What’s in a name?

A few weeks ago I posted about the problems we have with labels. They can be useful—let’s face it, they do simplify things a lot, and we’d be cactus without them—but they do oversimplify things a little. On that post I published the result of a questionnaire which attempted to rate me according to different labels we use to describe Christians today.

I said that the questionnaire seemed to sum me up pretty well. Looking back, I’m still pretty impressed.

Even so, I didn’t score more than 86% on any of them. In other words, I don’t fall fully into any category. My top score was ‘Emergent/post-modern.’ I do like Brian McLaren and Tony Jones, and a lot of the blogs I read are written by people who identify as ’emergent.’ Still, I find it odd that it is possible to label oneself as ’emergent’—one of the features of post-modernism is a suspicion of labels and any attempt to categorise people into these sorts of groups!

The next highest score was for ‘evangelical.’ This term has some negative connotations, but in terms of theology and practice, it seems to fit. A similar thing could be said for the next item on the list, ‘Wesleyan/holiness.’

Whilst all of these labels sort of apply, none of them really sum me up! When anyone uses one of these words to describe me, I cringe. Not because I find it offensive, but because I’m aware of how much I’m not whatever I just got called.

How, then, do I describe myself? Like many others, I could call myself, ‘just a Christian.’ That’s pretty good, but even that term has meanings I’m not sure about. In my context it seems to be synonymous with either ‘evangelical’ or ‘Roman Catholic.’ Some take the term to mean I’ve been baptised, whilst others would (justifiably) view me with hatred.

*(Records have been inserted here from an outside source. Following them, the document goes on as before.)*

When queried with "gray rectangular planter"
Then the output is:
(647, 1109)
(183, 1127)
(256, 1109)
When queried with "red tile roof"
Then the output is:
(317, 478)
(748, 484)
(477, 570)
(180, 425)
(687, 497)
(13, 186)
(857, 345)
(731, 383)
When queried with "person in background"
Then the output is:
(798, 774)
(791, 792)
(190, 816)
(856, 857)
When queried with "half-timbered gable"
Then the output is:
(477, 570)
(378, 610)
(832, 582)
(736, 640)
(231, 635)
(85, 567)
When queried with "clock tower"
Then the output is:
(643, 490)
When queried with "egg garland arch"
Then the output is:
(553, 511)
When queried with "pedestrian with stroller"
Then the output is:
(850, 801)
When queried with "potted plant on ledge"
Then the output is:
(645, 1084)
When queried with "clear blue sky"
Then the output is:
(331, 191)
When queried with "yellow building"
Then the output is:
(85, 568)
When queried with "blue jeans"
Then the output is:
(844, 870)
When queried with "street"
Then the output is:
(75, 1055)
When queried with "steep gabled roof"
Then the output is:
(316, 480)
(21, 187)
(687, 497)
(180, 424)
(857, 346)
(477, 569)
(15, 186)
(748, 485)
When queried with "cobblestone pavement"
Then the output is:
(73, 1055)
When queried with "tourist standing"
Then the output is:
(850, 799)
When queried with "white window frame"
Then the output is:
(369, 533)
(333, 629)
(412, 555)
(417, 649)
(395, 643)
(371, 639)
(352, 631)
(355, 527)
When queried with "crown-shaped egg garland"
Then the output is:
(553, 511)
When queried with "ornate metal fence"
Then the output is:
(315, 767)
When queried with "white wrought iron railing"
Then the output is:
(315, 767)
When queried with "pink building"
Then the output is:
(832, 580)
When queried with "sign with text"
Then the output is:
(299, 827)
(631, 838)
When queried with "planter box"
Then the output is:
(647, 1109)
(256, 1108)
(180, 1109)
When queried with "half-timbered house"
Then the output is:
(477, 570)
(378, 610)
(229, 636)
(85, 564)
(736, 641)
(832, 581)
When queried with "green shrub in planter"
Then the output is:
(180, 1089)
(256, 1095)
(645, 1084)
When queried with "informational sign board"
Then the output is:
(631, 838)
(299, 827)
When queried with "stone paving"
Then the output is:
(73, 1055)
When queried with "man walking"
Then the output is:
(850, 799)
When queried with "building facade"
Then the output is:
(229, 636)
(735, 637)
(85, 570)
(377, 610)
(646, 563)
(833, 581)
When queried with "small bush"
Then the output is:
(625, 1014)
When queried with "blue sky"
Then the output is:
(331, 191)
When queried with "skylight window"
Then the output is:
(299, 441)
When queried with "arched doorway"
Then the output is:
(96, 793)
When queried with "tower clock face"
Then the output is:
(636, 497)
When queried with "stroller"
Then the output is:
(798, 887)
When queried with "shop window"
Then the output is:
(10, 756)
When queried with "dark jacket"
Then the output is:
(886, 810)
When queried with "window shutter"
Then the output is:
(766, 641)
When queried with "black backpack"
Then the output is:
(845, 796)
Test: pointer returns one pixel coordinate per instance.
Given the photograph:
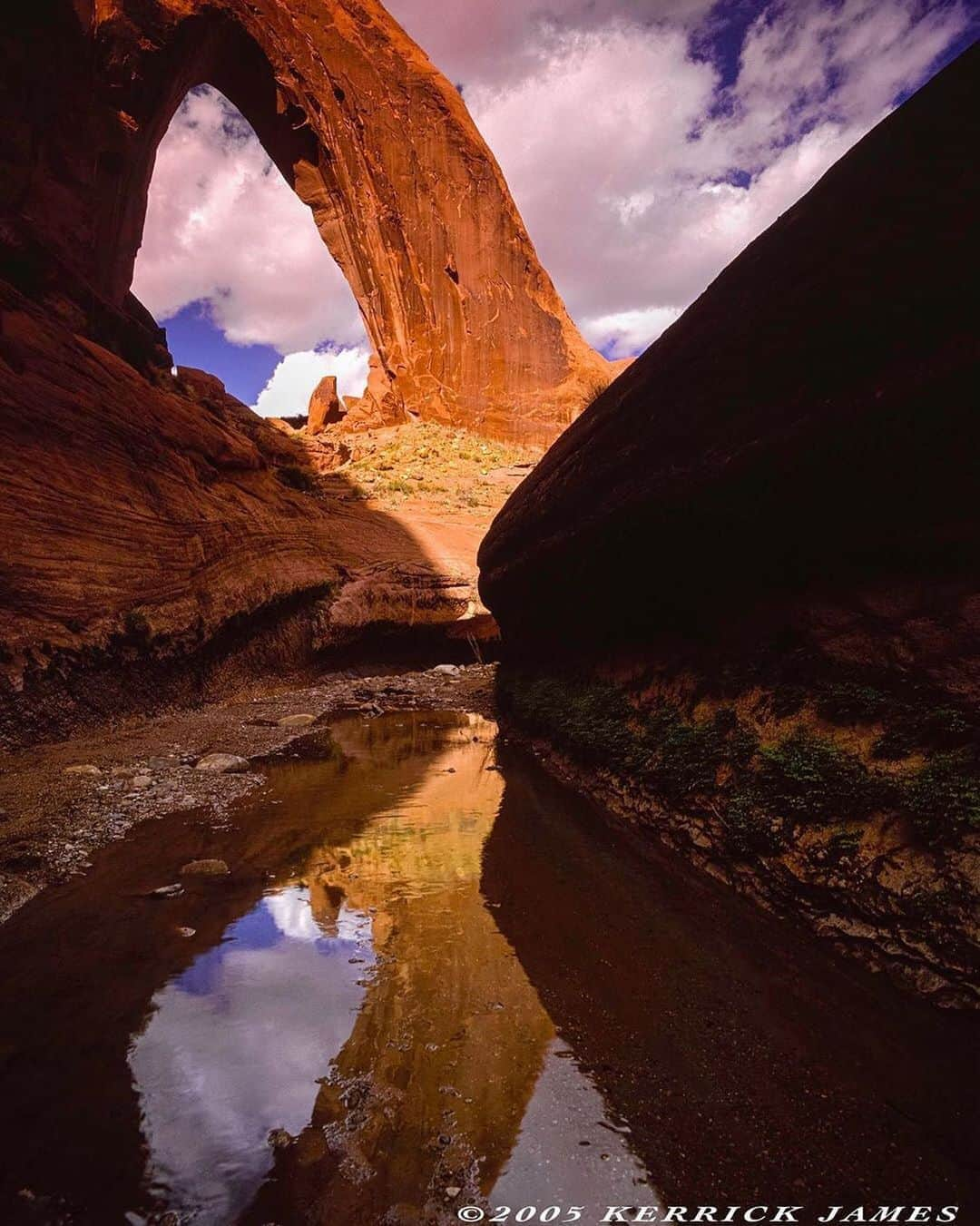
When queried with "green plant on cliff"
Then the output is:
(811, 779)
(750, 829)
(944, 797)
(295, 477)
(686, 755)
(590, 720)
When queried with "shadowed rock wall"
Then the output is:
(805, 433)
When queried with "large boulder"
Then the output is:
(808, 426)
(324, 406)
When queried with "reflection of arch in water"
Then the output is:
(407, 195)
(433, 1083)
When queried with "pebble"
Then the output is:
(167, 891)
(225, 764)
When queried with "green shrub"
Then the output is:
(944, 797)
(684, 757)
(811, 779)
(749, 829)
(295, 477)
(590, 720)
(850, 702)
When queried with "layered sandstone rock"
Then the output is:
(805, 432)
(324, 406)
(146, 514)
(465, 322)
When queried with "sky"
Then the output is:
(645, 143)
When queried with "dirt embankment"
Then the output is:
(60, 802)
(839, 802)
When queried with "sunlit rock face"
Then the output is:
(806, 425)
(465, 322)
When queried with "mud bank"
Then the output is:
(60, 802)
(840, 806)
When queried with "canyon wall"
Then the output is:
(808, 426)
(739, 596)
(465, 322)
(145, 515)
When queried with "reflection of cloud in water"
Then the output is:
(234, 1046)
(293, 917)
(551, 1166)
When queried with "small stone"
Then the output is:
(223, 764)
(205, 868)
(167, 891)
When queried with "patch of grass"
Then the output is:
(851, 702)
(749, 829)
(811, 779)
(944, 797)
(686, 755)
(589, 720)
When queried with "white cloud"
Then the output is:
(630, 331)
(291, 384)
(225, 227)
(641, 177)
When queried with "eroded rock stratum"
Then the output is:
(465, 322)
(142, 513)
(740, 593)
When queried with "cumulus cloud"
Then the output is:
(225, 228)
(642, 161)
(641, 174)
(291, 384)
(626, 332)
(645, 142)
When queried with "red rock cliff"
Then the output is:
(806, 430)
(466, 324)
(143, 514)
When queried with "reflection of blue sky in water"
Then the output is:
(551, 1163)
(236, 1044)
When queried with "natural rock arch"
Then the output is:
(465, 322)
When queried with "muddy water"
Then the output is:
(429, 984)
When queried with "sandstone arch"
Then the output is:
(408, 199)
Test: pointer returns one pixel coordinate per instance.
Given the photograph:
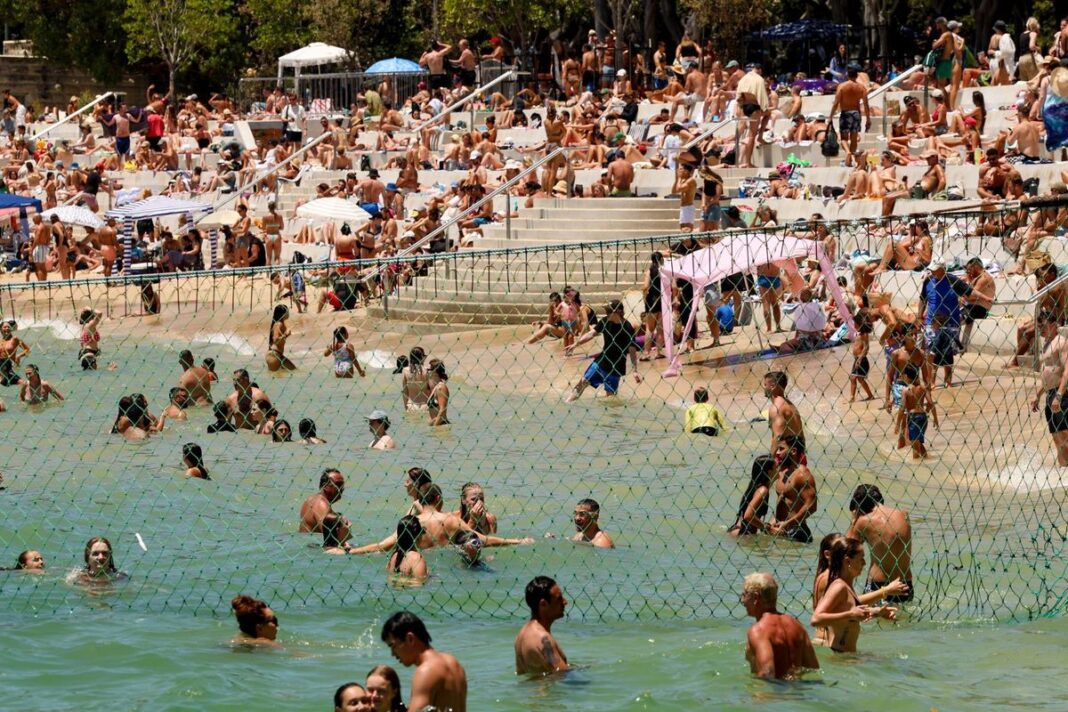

I could call myself a disciple of Christ. That’s pretty good, but it comes over (to me) as a little sanctimonious. Jesus says a lot about disciples in the Scripture, and whilst the term may be quite applicable it could sound like a claim to be living the sort of life Jesus expects. Do I truly love my neighbour as myself? Am I really prepared to take up my cross in order to follow Christ? True discipleship moves toward these things, but the epithet would appear to be a claim to have reached the destination.

There is one name I am comfortable with. Albert Orsborn, a former Gerneral of the Salvation Army, wrote about it in one of his hymns (Number 59 in the Salvation Army Songbook):

Thy name is joined with mine
By every human tie,
And my new name is thine,
A child of God am I;
And never more alone, since thou
Art on the road beside me now.

Bearing the name ‘Christ’ is a high calling. But it’s not a name that comes with a burden—it comes with the strength of the one who bestows it upon us.

Lord, mould me for your name’s sake!